Director Todd Haynes ably juxtaposes the human factor very relevant to the case with the legal and scientific technicalities that stretched the battle to nearly two decades. Moreover, by the film’s end it only feels that there’s still lot left to do to hold the suited monsters at DuPont accountable for their crimes against humanity. Anne Hathaway as Rob Bilott’s wife, Sarah has a very limited role (which she aces it effortlessly). Nevertheless, the handling of how Bilott’s professional tenacity took a toll on his marriage is convincingly portrayed without much dramatization. Bill Camp offers a scene-stealing performance as Tennant, a man determined to tell the story of his farm’s ruination despite his deeper distrust for the system. Joe and Darlene Kiger, the lead plaintiffs in the class action suit against DuPont, and Bucky Bailey makes an appearance in the movie (whose lives and battles were portrayed in detail in the 2018 documentary ‘The Devil We Know’).

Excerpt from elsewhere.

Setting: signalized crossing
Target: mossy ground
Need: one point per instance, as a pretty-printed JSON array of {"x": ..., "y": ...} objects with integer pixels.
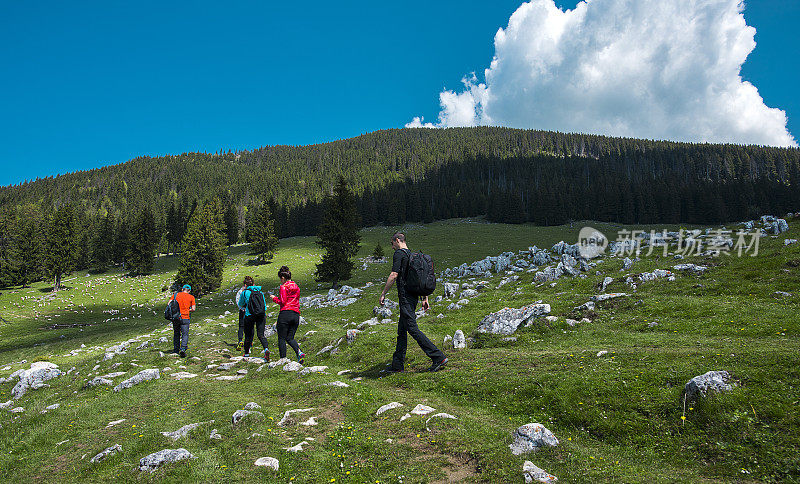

Also Read — Bombshell [2019] Review: A largely impersonal take on the personal narratives

Todd Haynes, best known for making idiosyncratic character studies (Safe, Carol) and for subtly handling identity politics, has probably made his most generic film to-date. Of course, it doesn’t mean Dark Waters is strictly mediocre, or that there’s nothing interesting in terms of craftsmanship. I felt his direction here was strongly functional although nothing exceptional (even though ‘Carol’ and ‘Wonderstruck’ weren’t written by him like Dark Waters, those films withheld the film-maker’s distinct, tightly coded themes). He hits all the right notes, in terms of presenting the corporate criminality and legal thriller narrative, but nothing distinct enough to upend the rules of the genre. Edward Lachman’s phenomenal cinematography strikingly captures the environmental destruction of Parkersburg and retains a somber mood throughout.




The one good thing worthy to be highlighted in Haynes’ approach to the story is the way he restrained himself in projecting Rob Bilott as a heroic/savior figure. Instead, the chief intention is to tell the world the horrific cover-up of DuPont and the human costs directly linked to its actions. Mark Ruffalo provides firm support with his passionate performance in the lead role(who’s also one of the producers). He admirably and elegantly brings out the inherent drama in the narrative instead of overselling the character. Hence his outbursts and panic attacks come across as organic development, similar to the way he movingly played the journalist role in ‘Spotlight’. Again, it’s not a character study that’s as compelling as usually found in Todd Haynes’ oeuvre, yet it works functionally.

Overall, Dark Waters (126 minutes) concisely tells the story of years of litigation on DuPont’s horrific malpractices through the pivotal viewpoint of a steadfast lawyer. It’s a timely tale for our climate-change era.